In a statement to disclose the delay, GSK said it “is confident in the momelotinib NDA and looks forward to working with the FDA as they finalize their review.” The statement lacks details of what additional data GSK submitted or an explanation of why it provided the FDA with the information. Whatever the details, the upshot is the regulator’s decision date is now Sept. 16.
GSK shared details of the delay on the day it was originally due to receive the FDA ruling. The setback still leaves the U.S. as the likely location of the first approval for momelotinib, with the Big Pharma expecting (PDF) to learn whether the European Medicines Agency will recommend authorization by the end of the year.
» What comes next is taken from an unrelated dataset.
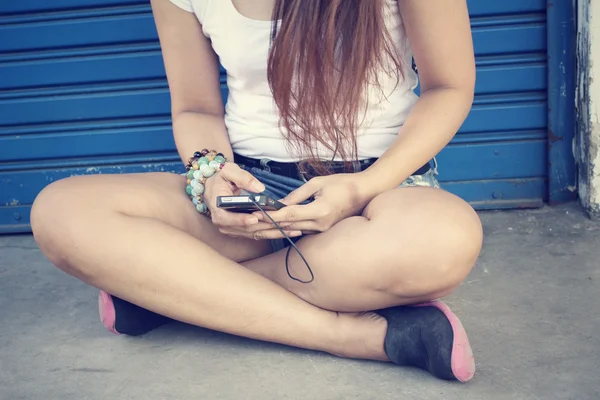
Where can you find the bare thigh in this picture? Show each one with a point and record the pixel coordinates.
(159, 196)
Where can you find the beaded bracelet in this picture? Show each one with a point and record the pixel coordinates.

Clinical data generated by Sierra Oncology before GSK paid $1.9 billion to buy the biotech suggest the asset has a good shot at winning approval. The phase 3 trial linked momelotinib, a JAK1, JAK2 and ACVR1 inhibitor, to improvements on a myelofibrosis symptom score compared with danazol. Participants had previously received Incyte and Novartis’ JAK inhibitor Jakafi.
One outstanding question ahead of the FDA decision is whether the product label will restrict the use of momelotinib to second-line patients with anemia. GSK’s base case for the Sierra buyout was that the FDA would approve momelotinib in patients with anemia who had previously received another JAK inhibitor.
Securing a first-line approval that would support a direct challenge to Jakafi could enable momelotinib to exceed GSK’s expectations. Asked by an analyst about that prospect earlier this year, Luke Miels, chief commercial officer at GSK, said (PDF), “I will have to bite my tongue.” The FDA delay means Miels will need to keep biting down for a while longer.